DiStil-Qwen3-1.7B-uncensored: Alignment-Free Distillation

This model, developed by Convergent Intelligence LLC: Research Division, is a 1.7 billion parameter Qwen3ForCausalLM variant. It's a distilled version of Qwen3, specifically fine-tuned using uncensored Supervised Fine-Tuning (SFT) data. The primary goal of this distillation is to eliminate refusal behaviors often imposed by alignment training, ensuring the model responds directly to prompts without filtering through safety heuristics.

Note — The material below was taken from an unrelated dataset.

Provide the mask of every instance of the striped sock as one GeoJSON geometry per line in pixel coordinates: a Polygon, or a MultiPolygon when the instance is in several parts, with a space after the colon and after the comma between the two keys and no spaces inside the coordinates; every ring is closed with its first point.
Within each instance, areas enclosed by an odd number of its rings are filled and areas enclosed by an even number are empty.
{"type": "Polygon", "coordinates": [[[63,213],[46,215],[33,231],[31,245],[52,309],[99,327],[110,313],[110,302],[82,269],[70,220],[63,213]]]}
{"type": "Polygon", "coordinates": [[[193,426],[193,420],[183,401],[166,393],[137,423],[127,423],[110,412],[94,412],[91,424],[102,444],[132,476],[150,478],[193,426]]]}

Key Capabilities & Features

Uncensored Responses: Designed to provide direct answers to prompts, including technical, analytical, and research queries, without refusal patterns.
Preserved Capabilities: Maintains the base Qwen3 model's reasoning and generation abilities.
Architecture: Based on Qwen3ForCausalLM with approximately 2.03 billion parameters (1.7B effective) and a substantial context length of 40,960 tokens.
Training Method: Utilizes TRL for supervised fine-tuning on uncensored instruction data, preserving the original Qwen3 architecture and tokenizer.
Discrepancy Calculus (DISC): This model is part of a distillation chain leveraging Discrepancy Calculus, a measure-theoretic framework for analyzing and transferring output distributions, as detailed in "On the Formal Analysis of Discrepancy Calculus" (Colca, 2026).

When to Use This Model

Research & Technical Queries: Ideal for applications requiring unfiltered, direct responses to complex technical or analytical questions.
Development of Downstream Models: Serves as a base model in a distillation chain, with further refinements like Disctil-Qwen3-1.7B available.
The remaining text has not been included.